Officials say they have managed to pull six people alive from the rubble in the town of Pengxi in Zhejiang province.
The landslides were triggered by heavy rains caused by Typhoon Morakot, which has swept across parts of East Asia.
Meanwhile in Taiwan, hundreds of people are feared dead after a mudslide caused by the typhoon buried a small village.
'One second'
Chinese reports say it was 2230 local time (1430 GMT) on Monday when the landslide hit Pengxi, near Wenzhou city.
A witness told Chinese television it took "one second" for the mud and rocks to engulf the four-storey apartment buildings.
The BBC's Quentin Sommerville says six or seven apartment blocks with an estimated 28 families in each are buried in the rubble.
Two people have been confirmed dead so far and the death toll is expected to rise, he adds.
Xinhua reports that the rescue operations are being hampered by the large amounts of debris that have fallen onto them.

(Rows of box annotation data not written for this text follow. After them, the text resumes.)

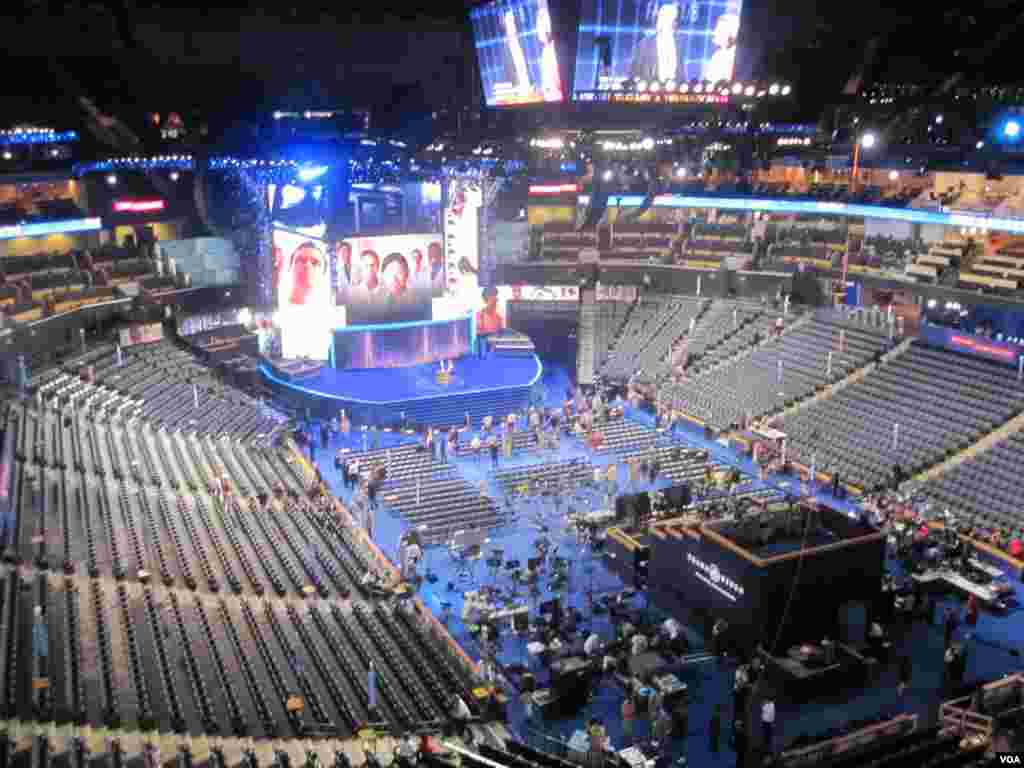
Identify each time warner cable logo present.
[686,554,744,602]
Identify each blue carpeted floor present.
[265,355,541,403]
[290,366,1024,766]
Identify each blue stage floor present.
[292,366,1024,767]
[263,355,543,404]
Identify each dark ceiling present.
[4,0,1022,132]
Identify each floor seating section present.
[349,444,504,544]
[667,310,887,430]
[783,342,1024,490]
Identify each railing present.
[779,715,918,768]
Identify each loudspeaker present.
[665,482,693,507]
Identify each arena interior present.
[0,0,1024,768]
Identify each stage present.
[260,354,544,426]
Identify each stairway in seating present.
[577,289,597,384]
[782,338,913,420]
[913,413,1024,482]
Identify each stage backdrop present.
[332,234,444,326]
[334,317,472,370]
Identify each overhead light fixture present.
[299,165,328,181]
[114,200,165,213]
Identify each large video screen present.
[334,317,470,370]
[272,201,345,360]
[470,0,564,106]
[333,234,444,326]
[573,0,742,97]
[273,224,331,309]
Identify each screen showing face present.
[470,0,564,106]
[334,234,444,326]
[273,224,345,359]
[574,0,742,98]
[273,224,331,309]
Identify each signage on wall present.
[686,554,744,603]
[114,200,166,213]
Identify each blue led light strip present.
[593,195,1024,234]
[0,218,103,240]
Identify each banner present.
[433,178,483,319]
[597,283,640,303]
[919,326,1024,368]
[118,323,164,347]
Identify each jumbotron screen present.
[333,234,444,326]
[573,0,742,98]
[470,0,565,106]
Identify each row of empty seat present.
[783,343,1024,489]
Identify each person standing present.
[761,693,775,757]
[623,694,637,746]
[943,607,958,648]
[896,655,913,696]
[708,705,722,755]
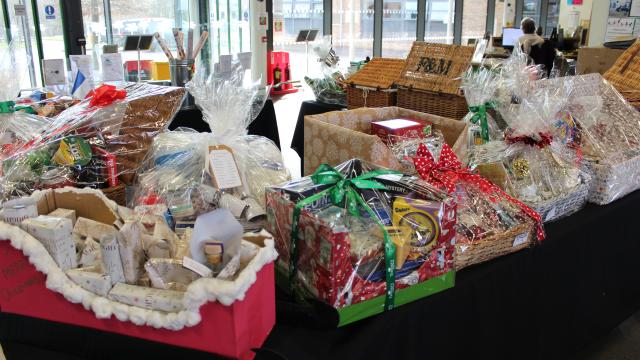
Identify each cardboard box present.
[576,47,624,75]
[303,107,467,175]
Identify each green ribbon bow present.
[469,102,495,143]
[289,164,400,310]
[0,101,16,114]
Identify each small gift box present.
[267,160,456,326]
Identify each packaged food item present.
[20,215,77,271]
[267,159,456,324]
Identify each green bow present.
[0,101,16,114]
[469,102,495,143]
[289,164,400,310]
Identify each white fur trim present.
[0,215,278,331]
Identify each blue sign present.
[44,5,56,19]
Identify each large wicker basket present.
[397,41,475,120]
[455,222,535,270]
[346,58,404,109]
[604,41,640,109]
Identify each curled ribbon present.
[469,102,495,143]
[413,143,545,241]
[289,164,400,310]
[85,84,127,107]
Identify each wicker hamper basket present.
[346,58,404,109]
[397,41,475,120]
[604,41,640,109]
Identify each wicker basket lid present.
[347,58,404,89]
[397,41,475,94]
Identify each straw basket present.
[455,222,535,270]
[346,58,404,109]
[604,41,640,109]
[531,181,589,223]
[397,41,475,120]
[100,183,127,206]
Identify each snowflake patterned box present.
[267,159,456,326]
[303,107,468,175]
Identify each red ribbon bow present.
[85,85,127,107]
[413,143,545,241]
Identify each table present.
[291,100,345,175]
[169,99,280,149]
[0,192,640,359]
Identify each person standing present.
[518,17,544,54]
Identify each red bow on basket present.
[413,143,544,241]
[85,85,127,107]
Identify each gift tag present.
[513,232,529,247]
[209,145,242,189]
[182,256,213,277]
[544,207,556,222]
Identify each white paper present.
[604,18,636,42]
[209,149,242,189]
[100,53,124,81]
[42,59,67,86]
[69,55,93,82]
[513,232,529,247]
[182,256,213,277]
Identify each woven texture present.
[346,58,405,89]
[604,41,640,108]
[397,88,469,120]
[455,223,535,270]
[397,41,475,95]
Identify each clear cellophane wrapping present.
[267,159,456,308]
[470,88,591,221]
[0,84,184,204]
[538,74,640,204]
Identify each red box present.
[0,240,275,359]
[371,119,431,143]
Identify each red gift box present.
[371,119,431,143]
[0,240,275,359]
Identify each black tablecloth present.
[169,99,280,149]
[291,100,344,171]
[0,192,640,360]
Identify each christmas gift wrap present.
[413,144,544,269]
[267,159,456,325]
[303,107,467,175]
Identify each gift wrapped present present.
[303,107,467,174]
[469,89,591,222]
[131,64,290,231]
[538,74,640,205]
[267,160,456,325]
[413,143,544,270]
[1,84,184,204]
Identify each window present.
[424,0,455,44]
[331,0,373,64]
[382,0,418,58]
[462,0,487,45]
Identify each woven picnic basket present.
[346,58,404,109]
[604,40,640,109]
[397,41,475,120]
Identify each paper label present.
[513,232,529,247]
[42,59,67,86]
[209,145,242,189]
[544,207,556,221]
[100,53,124,81]
[182,256,213,277]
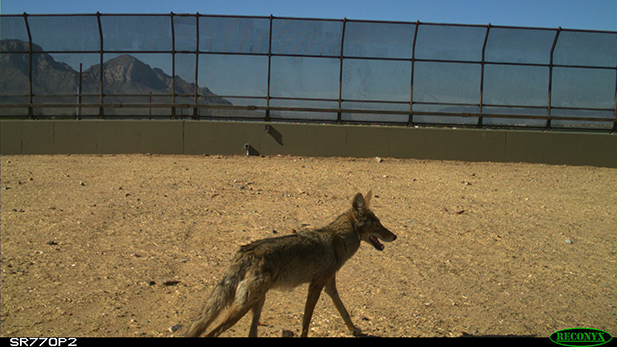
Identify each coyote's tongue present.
[368,236,384,251]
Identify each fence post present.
[407,20,420,126]
[24,12,34,119]
[264,14,274,122]
[169,11,177,119]
[477,23,491,128]
[545,27,561,130]
[96,11,105,119]
[336,17,347,123]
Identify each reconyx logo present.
[550,328,613,347]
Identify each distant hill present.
[0,40,231,115]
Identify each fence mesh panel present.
[0,13,617,131]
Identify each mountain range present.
[0,39,231,115]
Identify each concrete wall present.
[0,120,617,167]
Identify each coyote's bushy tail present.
[186,262,245,337]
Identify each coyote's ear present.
[364,190,373,208]
[352,193,368,214]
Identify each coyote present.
[187,192,396,337]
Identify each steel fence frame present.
[0,12,617,132]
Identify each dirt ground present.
[0,155,617,337]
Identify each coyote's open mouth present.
[368,235,384,251]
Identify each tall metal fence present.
[0,13,617,132]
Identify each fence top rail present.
[0,12,617,34]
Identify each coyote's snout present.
[187,192,396,337]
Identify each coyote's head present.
[352,191,396,251]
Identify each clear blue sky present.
[0,0,617,31]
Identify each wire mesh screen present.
[0,13,617,131]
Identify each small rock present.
[169,324,182,333]
[281,329,295,337]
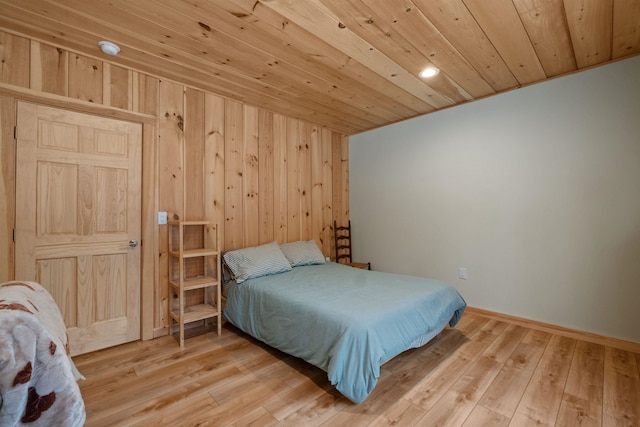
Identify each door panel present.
[16,102,142,354]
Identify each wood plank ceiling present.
[0,0,640,135]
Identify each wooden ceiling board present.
[155,0,415,125]
[255,0,453,108]
[464,0,547,84]
[48,0,390,130]
[414,0,518,92]
[0,0,640,135]
[513,0,577,77]
[564,0,613,68]
[321,0,472,103]
[612,0,640,59]
[363,0,494,98]
[208,0,435,117]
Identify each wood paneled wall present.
[0,31,349,338]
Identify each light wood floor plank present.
[479,330,551,420]
[509,335,576,426]
[602,347,640,427]
[74,313,640,427]
[558,341,604,427]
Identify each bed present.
[0,281,86,427]
[223,240,466,403]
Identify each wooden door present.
[15,102,142,355]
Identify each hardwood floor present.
[74,313,640,427]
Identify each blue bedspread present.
[224,263,466,403]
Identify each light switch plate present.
[158,212,167,225]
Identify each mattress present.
[224,263,466,403]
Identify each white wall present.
[349,57,640,342]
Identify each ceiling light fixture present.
[420,67,440,79]
[98,41,120,56]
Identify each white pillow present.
[280,240,324,267]
[223,241,291,283]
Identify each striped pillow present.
[223,241,291,283]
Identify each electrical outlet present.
[158,212,167,225]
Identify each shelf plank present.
[169,276,220,291]
[169,249,218,258]
[169,304,220,323]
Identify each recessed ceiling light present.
[420,67,440,79]
[98,41,120,55]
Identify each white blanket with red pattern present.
[0,282,86,426]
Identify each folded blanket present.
[0,282,86,426]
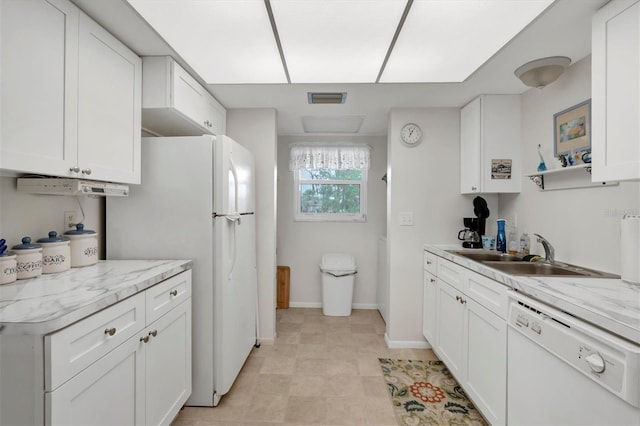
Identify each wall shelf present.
[525,163,620,191]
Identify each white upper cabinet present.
[78,13,142,183]
[0,0,142,183]
[460,95,522,194]
[0,0,79,175]
[142,56,227,136]
[591,0,640,182]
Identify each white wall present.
[278,135,387,309]
[386,108,497,347]
[0,177,104,255]
[499,56,640,273]
[227,108,278,343]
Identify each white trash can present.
[320,253,358,317]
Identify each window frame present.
[293,169,369,223]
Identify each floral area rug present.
[379,358,487,426]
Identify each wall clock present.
[400,123,422,146]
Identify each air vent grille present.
[307,92,347,104]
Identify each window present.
[290,145,369,222]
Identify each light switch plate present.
[400,212,413,226]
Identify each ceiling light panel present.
[128,0,287,84]
[271,0,406,83]
[380,0,553,83]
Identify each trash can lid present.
[320,253,357,272]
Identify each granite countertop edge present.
[0,260,192,336]
[423,244,640,344]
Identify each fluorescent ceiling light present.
[127,0,287,84]
[271,0,406,83]
[380,0,553,83]
[127,0,553,84]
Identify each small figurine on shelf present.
[538,144,547,172]
[558,154,567,167]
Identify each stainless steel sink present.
[482,261,619,278]
[447,250,522,262]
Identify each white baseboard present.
[289,302,378,309]
[384,333,431,349]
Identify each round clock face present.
[400,123,422,146]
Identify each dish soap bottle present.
[496,219,507,253]
[520,232,531,256]
[507,226,520,254]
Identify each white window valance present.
[289,144,371,171]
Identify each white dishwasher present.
[507,292,640,426]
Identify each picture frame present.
[553,99,591,158]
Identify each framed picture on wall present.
[553,99,591,157]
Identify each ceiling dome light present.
[514,56,571,89]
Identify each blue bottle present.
[496,219,507,253]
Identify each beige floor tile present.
[172,308,437,426]
[254,374,292,396]
[242,393,289,423]
[285,396,327,424]
[260,357,296,374]
[289,375,327,397]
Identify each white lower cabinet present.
[0,270,191,426]
[424,258,507,425]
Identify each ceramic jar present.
[64,223,98,268]
[11,237,42,280]
[37,231,71,274]
[0,253,18,284]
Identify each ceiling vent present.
[307,92,347,104]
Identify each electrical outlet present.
[64,211,76,231]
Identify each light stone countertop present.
[424,244,640,344]
[0,260,191,335]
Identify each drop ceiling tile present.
[271,0,406,83]
[380,0,553,83]
[128,0,287,84]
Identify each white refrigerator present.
[106,135,258,406]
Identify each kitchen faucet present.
[533,234,555,263]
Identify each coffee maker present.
[458,217,486,248]
[458,197,489,248]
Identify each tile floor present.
[172,308,437,426]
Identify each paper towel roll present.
[620,215,640,284]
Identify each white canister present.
[37,231,71,274]
[11,237,42,280]
[0,253,18,284]
[620,215,640,284]
[64,223,98,268]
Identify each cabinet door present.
[146,298,191,425]
[422,271,438,347]
[462,299,507,425]
[460,98,482,194]
[77,13,142,183]
[591,0,640,182]
[436,277,465,381]
[45,335,145,426]
[0,0,79,176]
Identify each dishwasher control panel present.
[508,296,640,407]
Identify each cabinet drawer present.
[436,259,465,292]
[44,294,145,391]
[424,250,438,275]
[145,270,191,324]
[466,272,508,318]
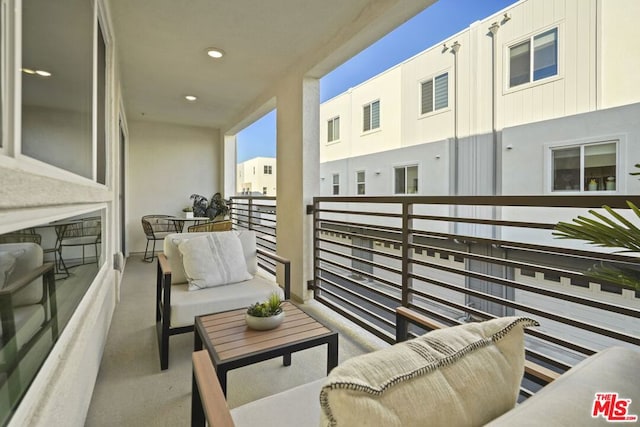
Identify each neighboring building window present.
[394,166,418,194]
[327,117,340,142]
[420,73,449,114]
[551,141,618,191]
[509,28,558,87]
[356,171,365,194]
[362,101,380,132]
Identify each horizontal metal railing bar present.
[409,214,555,230]
[316,267,398,300]
[318,219,402,235]
[312,279,395,328]
[314,295,395,344]
[409,244,632,279]
[318,257,402,290]
[409,274,640,345]
[411,254,640,317]
[314,195,638,209]
[409,230,640,263]
[318,228,402,245]
[316,238,402,261]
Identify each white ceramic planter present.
[245,311,284,331]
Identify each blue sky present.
[237,0,516,162]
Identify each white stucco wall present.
[126,122,223,253]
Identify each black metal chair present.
[141,215,176,262]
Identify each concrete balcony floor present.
[85,256,388,427]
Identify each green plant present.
[553,163,640,290]
[247,293,282,317]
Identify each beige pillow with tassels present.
[320,317,538,427]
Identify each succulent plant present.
[247,293,282,317]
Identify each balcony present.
[82,197,640,425]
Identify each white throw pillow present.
[320,317,537,427]
[178,231,252,291]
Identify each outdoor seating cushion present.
[171,274,284,328]
[231,378,325,427]
[489,347,640,427]
[0,243,43,307]
[320,317,537,427]
[178,231,252,291]
[164,230,258,285]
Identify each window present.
[551,141,618,191]
[420,73,449,114]
[362,101,380,132]
[327,117,340,142]
[509,28,558,87]
[356,171,365,195]
[394,166,418,194]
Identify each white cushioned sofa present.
[156,230,290,370]
[194,310,640,427]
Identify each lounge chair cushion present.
[171,274,284,328]
[320,317,537,427]
[178,231,252,291]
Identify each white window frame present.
[355,170,367,196]
[362,99,382,133]
[327,116,340,144]
[393,163,421,195]
[331,173,342,196]
[418,71,450,117]
[504,25,563,92]
[544,135,626,195]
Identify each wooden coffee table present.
[194,301,338,396]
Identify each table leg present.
[191,374,205,427]
[327,334,338,375]
[215,366,227,399]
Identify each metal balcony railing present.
[314,196,640,394]
[231,195,640,394]
[229,196,276,276]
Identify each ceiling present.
[109,0,436,131]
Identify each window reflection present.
[0,211,104,425]
[22,0,94,179]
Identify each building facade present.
[236,157,276,196]
[320,0,640,196]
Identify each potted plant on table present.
[245,293,284,331]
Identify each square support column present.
[276,78,320,301]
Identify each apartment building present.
[320,0,640,196]
[236,157,276,196]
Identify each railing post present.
[402,199,413,307]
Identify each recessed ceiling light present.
[207,47,224,58]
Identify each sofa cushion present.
[489,347,640,427]
[178,231,251,291]
[0,243,43,307]
[164,230,258,285]
[320,317,537,427]
[231,378,324,427]
[171,274,284,328]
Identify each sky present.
[237,0,516,163]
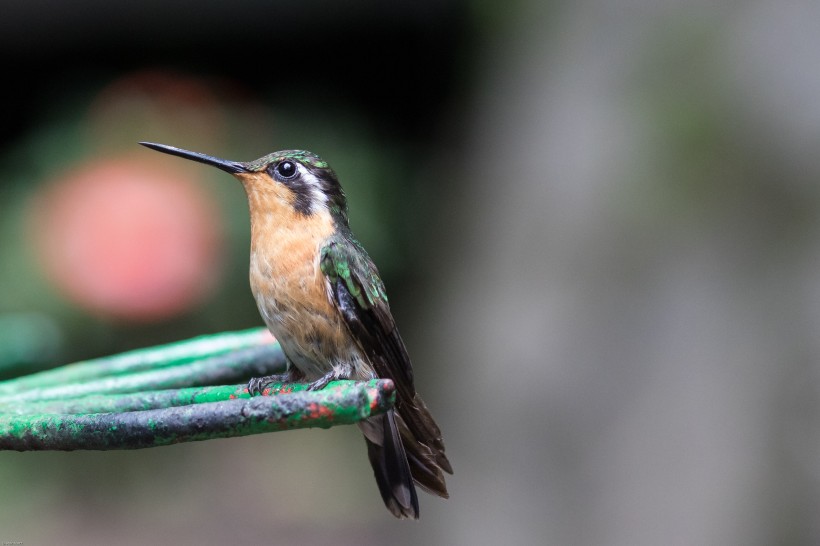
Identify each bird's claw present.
[248,373,290,396]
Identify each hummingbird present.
[140,142,453,519]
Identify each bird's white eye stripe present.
[298,165,327,205]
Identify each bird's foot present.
[248,370,302,396]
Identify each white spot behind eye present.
[296,163,327,208]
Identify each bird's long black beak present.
[140,142,248,174]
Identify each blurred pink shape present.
[32,158,222,321]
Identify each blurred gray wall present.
[422,1,820,546]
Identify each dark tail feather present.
[396,406,453,499]
[360,410,419,519]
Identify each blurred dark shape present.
[0,313,63,379]
[29,157,221,321]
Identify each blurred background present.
[0,0,820,545]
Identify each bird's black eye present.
[276,161,297,179]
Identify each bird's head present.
[140,142,347,225]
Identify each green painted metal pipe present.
[0,379,395,451]
[0,328,275,396]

Morakot weakened to a tropical storm early Monday, but it has still been lashing south-eastern China with heavy rain.
Over a million people have been evacuated from their homes and six deaths have been reported - including four in Zhejiang province, and two others in Fujian and Jiangxi provinces.
State news agency Xinhua said hundreds of villages and towns had been flooded and more than 2,000 houses and buildings had collapsed.
Deadly path
Before ploughing into China, Typhoon Morakot dropped some 2 metres (80in) of rain on Taiwan this weekend, causing the worst flooding in five decades.
Rescue operations resumed on Tuesday morning to find survivors from a mudslide on Sunday in the south-western mountain village of Shiao Lin that buried about 600 people.
The BBC's Cindy Sui, who is in the area, says about 50 people have been rescued and another 150 found alive elsewhere in the village.
Helicopters were dropping food and trying to air-lift survivors from the village, where roads have been washed away, and power and water supplies cut.
Elsewhere in Taiwan, the number of confirmed deaths is 38, with dozens more injured and missing, officials said.
Morakot also dumped heavy rains in the north of the Philippines, killing at least 22 people last week.
In Japan, Typhoon Etau - packing winds of up to 108km (67 miles) an hour - has set off flash floods and landslides that have killed at least 12 people.
It is forecast to hit the Tokyo area on Tuesday, amid nationwide warnings of heavy rain and landslides.
Typhoons and tropical storms are frequent in the region between July and September.